Colline de bin de bobby pin, sac à patates, crème glacée molle, beurre d'arachide, au chocolat, con, cul, couilles, chier, bite, nichons, putain, merde.
You saw her act so many times you had it memorized before you even crossed the room and introduced yourself.
Sheb Wooly Ledoux. Portraitist.
Mink stands on the pads of her feet and then on her toes. Bedazzling, she comes to a sharpened point. She is a prospector and she is instantly six inches taller. She could drill a hole through the ground. The Mime and the Turban step back. Are there other tricks? Will she blow fire? Mink's feet are as gnarled as yours. Like a standard greeting, it is one of your only commonalities. Mink is surveying.
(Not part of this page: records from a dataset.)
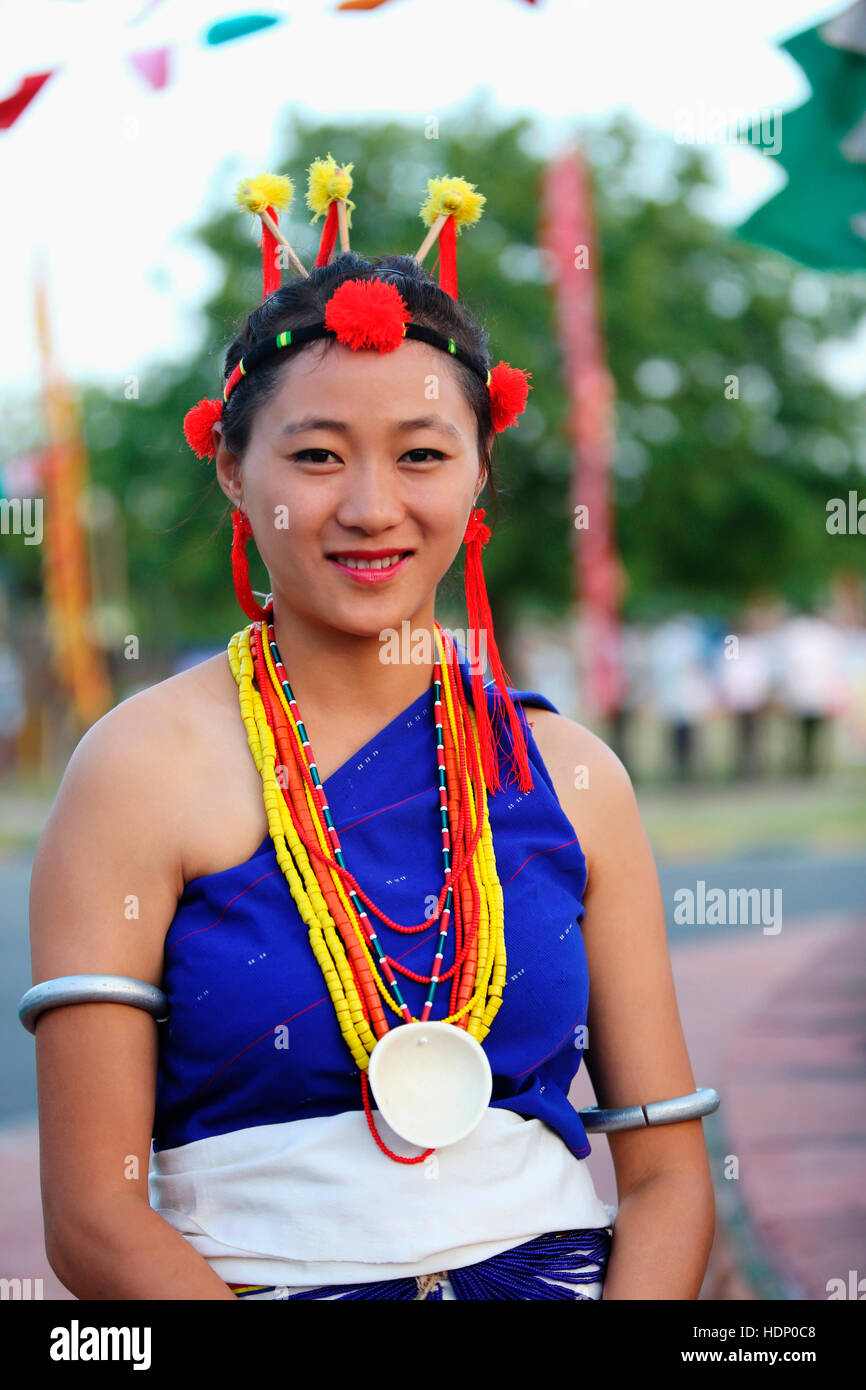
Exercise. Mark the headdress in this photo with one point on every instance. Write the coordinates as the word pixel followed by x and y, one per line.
pixel 370 313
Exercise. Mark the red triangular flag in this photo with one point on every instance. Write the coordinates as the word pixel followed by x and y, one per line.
pixel 18 102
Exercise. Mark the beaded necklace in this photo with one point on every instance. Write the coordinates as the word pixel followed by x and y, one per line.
pixel 357 970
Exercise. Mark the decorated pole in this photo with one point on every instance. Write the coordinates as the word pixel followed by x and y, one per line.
pixel 569 236
pixel 79 665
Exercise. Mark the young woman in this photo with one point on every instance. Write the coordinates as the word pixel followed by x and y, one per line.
pixel 271 1176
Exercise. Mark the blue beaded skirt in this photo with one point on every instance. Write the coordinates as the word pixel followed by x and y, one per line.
pixel 556 1265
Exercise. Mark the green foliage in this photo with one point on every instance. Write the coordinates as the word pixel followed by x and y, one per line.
pixel 715 498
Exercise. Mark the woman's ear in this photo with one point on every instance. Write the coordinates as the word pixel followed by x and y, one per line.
pixel 228 469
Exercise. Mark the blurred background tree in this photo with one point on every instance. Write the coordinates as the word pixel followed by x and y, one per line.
pixel 729 439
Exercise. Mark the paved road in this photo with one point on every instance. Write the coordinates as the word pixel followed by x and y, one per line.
pixel 809 886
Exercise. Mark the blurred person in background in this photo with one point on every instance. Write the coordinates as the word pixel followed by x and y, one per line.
pixel 681 684
pixel 745 673
pixel 811 680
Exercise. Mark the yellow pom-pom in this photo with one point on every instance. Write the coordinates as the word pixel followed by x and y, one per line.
pixel 324 184
pixel 453 198
pixel 264 191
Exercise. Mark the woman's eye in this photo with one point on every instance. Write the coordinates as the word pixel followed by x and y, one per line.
pixel 306 453
pixel 325 453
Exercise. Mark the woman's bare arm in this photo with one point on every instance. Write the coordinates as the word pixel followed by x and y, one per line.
pixel 635 1050
pixel 104 888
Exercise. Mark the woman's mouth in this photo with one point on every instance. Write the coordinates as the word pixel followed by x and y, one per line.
pixel 371 569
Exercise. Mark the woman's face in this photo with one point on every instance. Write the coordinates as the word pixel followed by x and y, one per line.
pixel 367 452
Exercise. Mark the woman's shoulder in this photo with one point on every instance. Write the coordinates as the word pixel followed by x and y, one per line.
pixel 591 781
pixel 161 765
pixel 159 720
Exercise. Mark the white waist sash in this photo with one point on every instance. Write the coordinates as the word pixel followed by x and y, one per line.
pixel 314 1201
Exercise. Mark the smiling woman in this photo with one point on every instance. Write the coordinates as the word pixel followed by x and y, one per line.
pixel 342 866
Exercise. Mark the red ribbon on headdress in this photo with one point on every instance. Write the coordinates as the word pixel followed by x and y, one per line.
pixel 241 533
pixel 328 235
pixel 480 620
pixel 270 266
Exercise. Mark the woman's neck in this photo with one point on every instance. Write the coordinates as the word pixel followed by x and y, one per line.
pixel 350 681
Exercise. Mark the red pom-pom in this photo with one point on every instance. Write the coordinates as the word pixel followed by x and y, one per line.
pixel 509 391
pixel 367 313
pixel 198 426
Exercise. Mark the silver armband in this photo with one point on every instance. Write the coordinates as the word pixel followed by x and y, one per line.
pixel 702 1101
pixel 92 988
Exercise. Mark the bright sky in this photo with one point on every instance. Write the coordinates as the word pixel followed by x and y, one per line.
pixel 104 178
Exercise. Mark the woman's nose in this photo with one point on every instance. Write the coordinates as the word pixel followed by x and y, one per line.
pixel 371 502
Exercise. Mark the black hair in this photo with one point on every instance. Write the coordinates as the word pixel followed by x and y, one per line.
pixel 303 302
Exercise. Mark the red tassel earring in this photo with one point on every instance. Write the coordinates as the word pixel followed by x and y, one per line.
pixel 241 533
pixel 480 620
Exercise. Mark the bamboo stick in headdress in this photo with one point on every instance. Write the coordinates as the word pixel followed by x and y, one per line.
pixel 263 195
pixel 328 188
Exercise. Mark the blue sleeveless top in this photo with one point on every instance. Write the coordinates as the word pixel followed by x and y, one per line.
pixel 238 963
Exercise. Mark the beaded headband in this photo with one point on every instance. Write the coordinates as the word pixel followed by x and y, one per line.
pixel 364 312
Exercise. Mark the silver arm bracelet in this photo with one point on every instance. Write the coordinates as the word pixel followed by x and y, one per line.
pixel 92 988
pixel 702 1101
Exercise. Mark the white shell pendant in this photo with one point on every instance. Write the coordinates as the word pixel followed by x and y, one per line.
pixel 431 1082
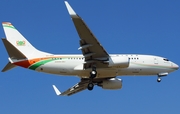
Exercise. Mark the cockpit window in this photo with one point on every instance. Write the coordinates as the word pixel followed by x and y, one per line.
pixel 166 59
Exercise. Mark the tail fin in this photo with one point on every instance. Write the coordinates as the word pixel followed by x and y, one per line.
pixel 18 47
pixel 19 43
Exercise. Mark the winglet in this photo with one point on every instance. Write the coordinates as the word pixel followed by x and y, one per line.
pixel 70 10
pixel 56 90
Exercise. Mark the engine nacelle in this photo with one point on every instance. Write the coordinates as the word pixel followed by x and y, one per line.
pixel 113 83
pixel 119 61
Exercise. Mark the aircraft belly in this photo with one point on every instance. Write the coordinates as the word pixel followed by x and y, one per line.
pixel 57 68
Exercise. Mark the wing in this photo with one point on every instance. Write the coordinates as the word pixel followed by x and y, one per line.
pixel 82 85
pixel 92 50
The neighbours must have pulled open their curtains. Sensuous Marta and her fretting gnomes. Cruiser on our front lawn, blinking red, uniformed hulks in the doorway. We are the stage now. We are the players. Mink misses nothing. Especially an audience.
She topples to the floor. A melodrama of grief, she wails and sobs. But the performance has chinks in it, and it gets the better of her. It turns real. It turns sour. She cries, a thing snarled in a trap, nothing but the expanse of a deaf world around her, idiot hunter turned loose within it, knowing that she is alone in the woods, and that she will bleed to death, and that the only one who might have saved her is gone.